No, HVAC air filters are different in quality and measurements, and some have specs that others don't. In most cases we suggest using the filter your HVAC manufacturer suggests pairing with your unit.
All filters are assigned MERV ratings, which go from 1–20. MERV is short for minimum efficiency reporting value.
A higher ranking means the filter can catch smaller substances. This sounds great, but a filter that catches finer dust can become obstructed faster, increasing pressure on your equipment. If your system isn’t created to function with this type of filter, it might lower airflow and cause other troubles.
Unless you are in a medical center, you probably don’t need a MERV level higher than 13. In fact, many residential HVAC units are specifically engineered to operate with a filter with a MERV level below 13. Sometimes you will learn that good systems have been made to run with a MERV ranking of 8 or 11.
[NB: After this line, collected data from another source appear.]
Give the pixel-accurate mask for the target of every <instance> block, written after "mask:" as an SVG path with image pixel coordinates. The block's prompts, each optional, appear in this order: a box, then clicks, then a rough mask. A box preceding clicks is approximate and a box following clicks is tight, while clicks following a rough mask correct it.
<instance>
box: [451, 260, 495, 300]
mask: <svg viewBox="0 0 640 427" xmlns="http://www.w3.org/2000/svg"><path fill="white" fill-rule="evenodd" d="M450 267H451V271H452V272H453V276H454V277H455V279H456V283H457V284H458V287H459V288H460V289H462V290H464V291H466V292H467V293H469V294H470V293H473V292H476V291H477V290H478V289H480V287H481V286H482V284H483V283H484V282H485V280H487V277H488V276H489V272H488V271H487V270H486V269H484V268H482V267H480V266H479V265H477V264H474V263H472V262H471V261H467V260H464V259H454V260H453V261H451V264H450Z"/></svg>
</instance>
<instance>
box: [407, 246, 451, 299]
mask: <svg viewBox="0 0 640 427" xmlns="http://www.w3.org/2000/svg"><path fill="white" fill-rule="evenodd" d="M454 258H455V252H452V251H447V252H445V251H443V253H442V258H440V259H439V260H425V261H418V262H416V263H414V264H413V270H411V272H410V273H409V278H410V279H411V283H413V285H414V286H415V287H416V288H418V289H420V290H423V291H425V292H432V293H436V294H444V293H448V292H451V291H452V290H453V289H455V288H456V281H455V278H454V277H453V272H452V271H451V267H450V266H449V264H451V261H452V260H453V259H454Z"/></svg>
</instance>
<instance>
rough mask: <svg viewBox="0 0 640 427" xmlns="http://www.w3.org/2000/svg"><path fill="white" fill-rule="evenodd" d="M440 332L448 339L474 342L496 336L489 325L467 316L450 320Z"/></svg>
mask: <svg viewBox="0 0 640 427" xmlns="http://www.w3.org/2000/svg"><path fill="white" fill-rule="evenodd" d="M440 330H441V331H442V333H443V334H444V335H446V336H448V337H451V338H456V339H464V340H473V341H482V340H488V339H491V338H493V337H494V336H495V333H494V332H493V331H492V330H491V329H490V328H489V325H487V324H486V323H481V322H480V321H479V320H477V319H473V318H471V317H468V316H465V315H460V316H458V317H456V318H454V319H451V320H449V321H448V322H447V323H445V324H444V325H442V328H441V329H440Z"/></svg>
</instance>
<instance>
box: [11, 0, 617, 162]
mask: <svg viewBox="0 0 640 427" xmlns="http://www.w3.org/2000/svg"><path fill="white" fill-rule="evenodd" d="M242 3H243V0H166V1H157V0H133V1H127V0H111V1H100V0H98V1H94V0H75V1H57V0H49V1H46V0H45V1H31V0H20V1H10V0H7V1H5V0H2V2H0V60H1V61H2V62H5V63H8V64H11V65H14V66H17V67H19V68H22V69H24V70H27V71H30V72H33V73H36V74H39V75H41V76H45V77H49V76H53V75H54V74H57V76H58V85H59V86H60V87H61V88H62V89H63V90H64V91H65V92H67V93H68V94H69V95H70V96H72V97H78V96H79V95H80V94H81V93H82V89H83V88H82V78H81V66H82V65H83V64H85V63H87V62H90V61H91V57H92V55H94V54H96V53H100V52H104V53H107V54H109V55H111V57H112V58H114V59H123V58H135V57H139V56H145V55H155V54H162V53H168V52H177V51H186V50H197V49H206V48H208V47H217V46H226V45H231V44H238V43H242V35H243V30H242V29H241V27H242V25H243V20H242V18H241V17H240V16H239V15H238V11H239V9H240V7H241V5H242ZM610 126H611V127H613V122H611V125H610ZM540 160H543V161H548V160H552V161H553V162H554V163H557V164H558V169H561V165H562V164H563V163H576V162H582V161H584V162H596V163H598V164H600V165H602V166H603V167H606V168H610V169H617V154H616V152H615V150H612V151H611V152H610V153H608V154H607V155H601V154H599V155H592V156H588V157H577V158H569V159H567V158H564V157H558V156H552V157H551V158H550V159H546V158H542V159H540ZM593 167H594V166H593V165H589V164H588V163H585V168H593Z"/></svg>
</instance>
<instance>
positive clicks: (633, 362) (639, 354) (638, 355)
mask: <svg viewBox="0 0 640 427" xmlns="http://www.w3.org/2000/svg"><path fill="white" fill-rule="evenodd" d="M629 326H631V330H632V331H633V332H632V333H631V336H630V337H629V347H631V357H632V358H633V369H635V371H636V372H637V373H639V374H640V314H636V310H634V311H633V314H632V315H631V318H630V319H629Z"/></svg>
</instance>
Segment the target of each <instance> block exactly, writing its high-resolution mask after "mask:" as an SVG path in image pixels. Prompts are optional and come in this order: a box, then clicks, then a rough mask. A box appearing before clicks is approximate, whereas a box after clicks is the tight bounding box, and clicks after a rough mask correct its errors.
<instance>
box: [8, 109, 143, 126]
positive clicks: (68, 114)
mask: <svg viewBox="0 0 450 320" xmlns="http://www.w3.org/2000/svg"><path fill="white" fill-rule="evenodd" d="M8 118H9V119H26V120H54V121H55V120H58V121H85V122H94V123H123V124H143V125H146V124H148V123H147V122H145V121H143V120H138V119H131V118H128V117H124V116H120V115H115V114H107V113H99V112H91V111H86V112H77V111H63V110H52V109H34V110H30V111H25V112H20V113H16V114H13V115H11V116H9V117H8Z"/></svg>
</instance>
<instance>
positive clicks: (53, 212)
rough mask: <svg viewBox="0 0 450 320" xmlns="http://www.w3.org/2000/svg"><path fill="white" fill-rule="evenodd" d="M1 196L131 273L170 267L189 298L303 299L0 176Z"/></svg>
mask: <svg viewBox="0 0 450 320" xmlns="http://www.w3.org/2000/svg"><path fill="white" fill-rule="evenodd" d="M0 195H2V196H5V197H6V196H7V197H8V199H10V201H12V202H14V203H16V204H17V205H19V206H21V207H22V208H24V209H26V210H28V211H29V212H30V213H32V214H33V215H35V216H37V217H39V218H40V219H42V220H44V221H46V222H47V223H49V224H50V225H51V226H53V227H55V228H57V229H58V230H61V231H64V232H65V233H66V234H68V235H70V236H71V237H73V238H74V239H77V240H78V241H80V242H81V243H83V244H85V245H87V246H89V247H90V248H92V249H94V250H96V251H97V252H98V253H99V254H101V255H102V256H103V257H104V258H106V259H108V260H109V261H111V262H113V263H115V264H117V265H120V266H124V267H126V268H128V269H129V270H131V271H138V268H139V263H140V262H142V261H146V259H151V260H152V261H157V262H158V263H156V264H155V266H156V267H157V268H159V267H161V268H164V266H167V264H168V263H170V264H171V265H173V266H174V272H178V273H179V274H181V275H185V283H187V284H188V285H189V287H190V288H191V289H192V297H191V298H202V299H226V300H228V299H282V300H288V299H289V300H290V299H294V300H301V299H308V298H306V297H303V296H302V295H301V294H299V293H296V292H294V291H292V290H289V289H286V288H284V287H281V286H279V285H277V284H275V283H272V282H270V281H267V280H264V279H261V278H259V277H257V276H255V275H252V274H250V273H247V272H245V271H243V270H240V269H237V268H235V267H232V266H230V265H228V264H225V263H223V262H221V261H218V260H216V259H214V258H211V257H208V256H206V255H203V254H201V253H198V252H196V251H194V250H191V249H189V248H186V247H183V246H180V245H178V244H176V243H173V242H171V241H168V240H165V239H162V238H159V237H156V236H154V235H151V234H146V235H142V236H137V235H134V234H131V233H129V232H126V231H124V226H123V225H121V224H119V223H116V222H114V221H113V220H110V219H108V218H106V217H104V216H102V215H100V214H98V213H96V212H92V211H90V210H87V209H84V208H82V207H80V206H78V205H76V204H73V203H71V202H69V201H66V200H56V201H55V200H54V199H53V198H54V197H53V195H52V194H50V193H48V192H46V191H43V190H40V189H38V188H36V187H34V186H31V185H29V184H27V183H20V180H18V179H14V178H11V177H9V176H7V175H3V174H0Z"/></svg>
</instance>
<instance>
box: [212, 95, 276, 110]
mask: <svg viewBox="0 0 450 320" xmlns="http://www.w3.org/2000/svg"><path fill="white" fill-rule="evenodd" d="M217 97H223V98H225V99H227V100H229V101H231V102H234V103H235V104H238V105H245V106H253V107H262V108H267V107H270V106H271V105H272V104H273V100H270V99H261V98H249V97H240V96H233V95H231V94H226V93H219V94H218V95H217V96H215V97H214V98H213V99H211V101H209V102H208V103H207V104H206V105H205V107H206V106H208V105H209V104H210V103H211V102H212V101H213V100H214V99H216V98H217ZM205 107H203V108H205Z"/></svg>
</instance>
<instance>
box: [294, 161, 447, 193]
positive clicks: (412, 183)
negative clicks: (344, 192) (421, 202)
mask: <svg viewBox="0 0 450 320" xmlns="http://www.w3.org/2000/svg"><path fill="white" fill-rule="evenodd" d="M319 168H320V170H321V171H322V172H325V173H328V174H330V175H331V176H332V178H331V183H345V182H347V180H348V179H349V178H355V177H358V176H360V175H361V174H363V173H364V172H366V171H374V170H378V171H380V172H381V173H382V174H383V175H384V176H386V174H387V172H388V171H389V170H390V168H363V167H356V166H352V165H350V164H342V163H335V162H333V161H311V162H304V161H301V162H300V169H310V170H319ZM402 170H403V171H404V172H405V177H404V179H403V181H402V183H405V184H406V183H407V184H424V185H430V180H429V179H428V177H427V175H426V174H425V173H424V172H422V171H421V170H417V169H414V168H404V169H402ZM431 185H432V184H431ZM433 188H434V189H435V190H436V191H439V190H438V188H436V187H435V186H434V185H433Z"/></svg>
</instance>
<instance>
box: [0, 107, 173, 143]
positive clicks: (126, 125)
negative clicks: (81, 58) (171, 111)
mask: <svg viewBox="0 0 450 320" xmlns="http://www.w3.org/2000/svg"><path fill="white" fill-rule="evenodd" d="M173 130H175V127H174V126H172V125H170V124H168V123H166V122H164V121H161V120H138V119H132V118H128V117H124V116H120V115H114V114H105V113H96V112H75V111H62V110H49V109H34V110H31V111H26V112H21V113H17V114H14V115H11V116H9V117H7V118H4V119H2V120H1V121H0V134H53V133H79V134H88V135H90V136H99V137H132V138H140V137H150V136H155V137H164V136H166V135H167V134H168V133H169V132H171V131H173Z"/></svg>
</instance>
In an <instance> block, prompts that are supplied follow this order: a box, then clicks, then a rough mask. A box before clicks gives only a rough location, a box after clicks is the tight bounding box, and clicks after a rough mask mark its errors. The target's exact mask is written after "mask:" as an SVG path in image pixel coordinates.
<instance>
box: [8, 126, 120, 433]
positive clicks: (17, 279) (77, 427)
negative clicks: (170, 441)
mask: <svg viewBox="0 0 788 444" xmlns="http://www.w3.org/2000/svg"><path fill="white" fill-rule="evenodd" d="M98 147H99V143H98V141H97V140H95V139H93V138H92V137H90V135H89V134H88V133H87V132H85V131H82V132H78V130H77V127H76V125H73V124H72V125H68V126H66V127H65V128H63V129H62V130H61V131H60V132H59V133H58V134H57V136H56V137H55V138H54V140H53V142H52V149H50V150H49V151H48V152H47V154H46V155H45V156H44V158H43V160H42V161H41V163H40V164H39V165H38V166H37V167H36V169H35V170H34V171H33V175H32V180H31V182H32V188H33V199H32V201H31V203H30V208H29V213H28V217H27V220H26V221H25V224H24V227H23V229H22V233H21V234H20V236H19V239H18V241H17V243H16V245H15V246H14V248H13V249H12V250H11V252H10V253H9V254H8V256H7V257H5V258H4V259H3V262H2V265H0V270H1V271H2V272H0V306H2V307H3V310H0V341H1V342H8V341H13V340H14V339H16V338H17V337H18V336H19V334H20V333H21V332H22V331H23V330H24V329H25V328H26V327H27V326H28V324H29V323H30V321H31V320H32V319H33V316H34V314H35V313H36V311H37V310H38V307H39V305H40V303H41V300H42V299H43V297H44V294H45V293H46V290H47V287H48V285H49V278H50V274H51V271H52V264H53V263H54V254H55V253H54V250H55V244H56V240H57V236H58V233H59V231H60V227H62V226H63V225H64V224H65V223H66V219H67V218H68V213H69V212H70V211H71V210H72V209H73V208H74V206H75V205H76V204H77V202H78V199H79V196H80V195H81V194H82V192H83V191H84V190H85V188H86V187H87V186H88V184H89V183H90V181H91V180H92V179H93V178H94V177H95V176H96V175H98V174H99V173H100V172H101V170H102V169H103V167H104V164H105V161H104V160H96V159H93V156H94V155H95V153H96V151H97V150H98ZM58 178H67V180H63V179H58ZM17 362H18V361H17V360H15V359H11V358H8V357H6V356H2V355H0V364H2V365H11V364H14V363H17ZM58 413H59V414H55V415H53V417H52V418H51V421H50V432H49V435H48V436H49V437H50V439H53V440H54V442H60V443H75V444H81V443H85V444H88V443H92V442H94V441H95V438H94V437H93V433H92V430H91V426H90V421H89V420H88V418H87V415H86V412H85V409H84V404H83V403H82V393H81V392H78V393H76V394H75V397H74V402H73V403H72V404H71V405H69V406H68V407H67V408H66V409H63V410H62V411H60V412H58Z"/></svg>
All filters with a MERV level of 5 should catch the majority of the common nuisances, including pollen, pet dander and dust. Some filters say they can stop mold spores, but we suggest having a professional eliminate mold as opposed to trying to mask the trouble with a filter.
Often the packaging indicates how regularly your filter should be exchanged. In our experience, the accordion-style filters last longer, and are worth the additional cost.
Filters are made from different materials, with disposable fiberglass filters being standard. Polyester and pleated filters trap more dirt but may decrease your unit’s airflow. Then there are HEPA (high efficiency particulate air) filters.
While you might tempted to use a HEPA filter, keep in mind that's like installing a MERV 16 filter in your HVAC system. It’s extremely unrealistic your unit was designed to run with kind of resistance. If you’re concerned about indoor air quality in Denver, think over installing a HEPA-grade air filtration system. This equipment works in tandem with your HVAC system.